Hay una preocupación que atraviesa las conversaciones políticas de estos meses: la desidia creciente de los jóvenes frente al voto. No es un fenómeno menor ni pasajero; es un síntoma y, como todo síntoma, revela algo más profundo: una desconexión emocional, cívica y ética entre las nuevas generaciones y el sistema que, se supone, debería representarlos.

A los jóvenes se les ha dicho durante años que “el voto es poder”, pero ese discurso se vació de contenido cuando vieron que ni el poder ni la responsabilidad cambiaban de mañas. ¿Cómo pedirles entusiasmo por un sistema que, desde su punto de vista, les ha dado más frustraciones que oportunidades? Altos niveles de informalidad, empleo precario, inseguridad, servicios públicos que fallan, y una clase dirigente que pocas veces les habla con autenticidad.

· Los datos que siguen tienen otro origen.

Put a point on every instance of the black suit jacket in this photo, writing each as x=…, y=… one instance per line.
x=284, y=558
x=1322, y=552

La indiferencia juvenil no es apatía: es desencanto. Y el desencanto, cuando no se procesa ni se atiende, se convierte en resignación. De allí nace el “no importa por quién vote, todo seguirá igual”. Una frase peligrosa que se convierte en la antesala del vacío democrático. La democracia no muere de un golpe; muere de deserciones lentas y silenciosas. Pero también hay que decirlo con claridad: no votar —o votar sin pensar— es renunciar al propio futuro. No podemos seguir tratándolos como espectadores de una obra ajena. Los jóvenes no pueden pedir que el país cambie mientras se mantienen al margen del único mecanismo que asegura un mínimo de control ciudadano sobre quienes toman decisiones. El reto, entonces, no es moralizarlos, sino reconectarlos. Y para eso necesitamos tres cosas: Una política que les hable en serio sin paternalismos, sin discursos huecos, sin la pretensión de instruirlos desde un púlpito sagrado. Instituciones que vuelvan a ser creíbles. Un Estado que funcione, una justicia que responda, un sistema educativo que forme, y partidos políticos que existan de verdad.

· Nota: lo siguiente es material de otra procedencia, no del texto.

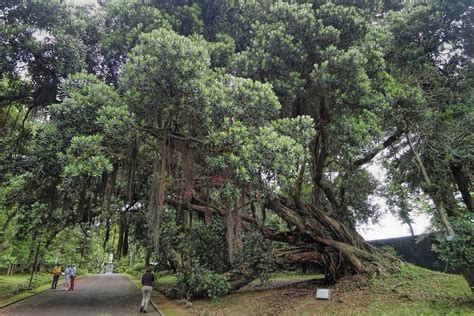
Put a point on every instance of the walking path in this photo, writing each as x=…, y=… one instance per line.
x=101, y=294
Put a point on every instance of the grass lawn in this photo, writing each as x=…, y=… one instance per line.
x=14, y=284
x=9, y=283
x=411, y=291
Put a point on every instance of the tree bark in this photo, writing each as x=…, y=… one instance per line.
x=464, y=184
x=438, y=204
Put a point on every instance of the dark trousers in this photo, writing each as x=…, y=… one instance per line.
x=55, y=282
x=71, y=288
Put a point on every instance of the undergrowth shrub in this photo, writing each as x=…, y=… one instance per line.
x=203, y=283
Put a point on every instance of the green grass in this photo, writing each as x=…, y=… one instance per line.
x=15, y=287
x=167, y=280
x=410, y=291
x=14, y=284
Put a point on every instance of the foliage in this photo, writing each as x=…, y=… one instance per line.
x=120, y=118
x=458, y=253
x=202, y=282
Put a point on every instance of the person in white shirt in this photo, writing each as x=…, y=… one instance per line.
x=67, y=278
x=72, y=272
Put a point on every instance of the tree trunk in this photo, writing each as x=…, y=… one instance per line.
x=438, y=204
x=463, y=182
x=318, y=239
x=158, y=194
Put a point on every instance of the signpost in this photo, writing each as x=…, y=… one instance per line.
x=323, y=294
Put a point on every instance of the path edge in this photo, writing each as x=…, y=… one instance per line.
x=131, y=278
x=16, y=300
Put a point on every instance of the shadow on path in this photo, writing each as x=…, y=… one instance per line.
x=100, y=294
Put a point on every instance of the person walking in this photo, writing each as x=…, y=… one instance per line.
x=56, y=274
x=147, y=287
x=73, y=276
x=67, y=278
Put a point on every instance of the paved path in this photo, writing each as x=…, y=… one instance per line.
x=101, y=294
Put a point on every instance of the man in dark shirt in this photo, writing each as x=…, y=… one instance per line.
x=147, y=287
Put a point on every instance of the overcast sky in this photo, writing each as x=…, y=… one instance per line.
x=389, y=226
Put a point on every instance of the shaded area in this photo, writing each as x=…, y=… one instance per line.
x=93, y=295
x=416, y=250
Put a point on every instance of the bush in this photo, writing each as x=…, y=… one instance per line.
x=203, y=283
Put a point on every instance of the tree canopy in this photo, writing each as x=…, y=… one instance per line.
x=235, y=130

Los jóvenes están cansados, sí, pero también están observando. Y en esa observación silenciosa se pueden jugar las próximas décadas del país. El voto no es una obligación fastidiosa ni un trámite dominical: es la herramienta que define si seguimos atrapados en el círculo de la mediocridad o si empezamos a romperlo y los jóvenes, son pieza clave de esa ecuación.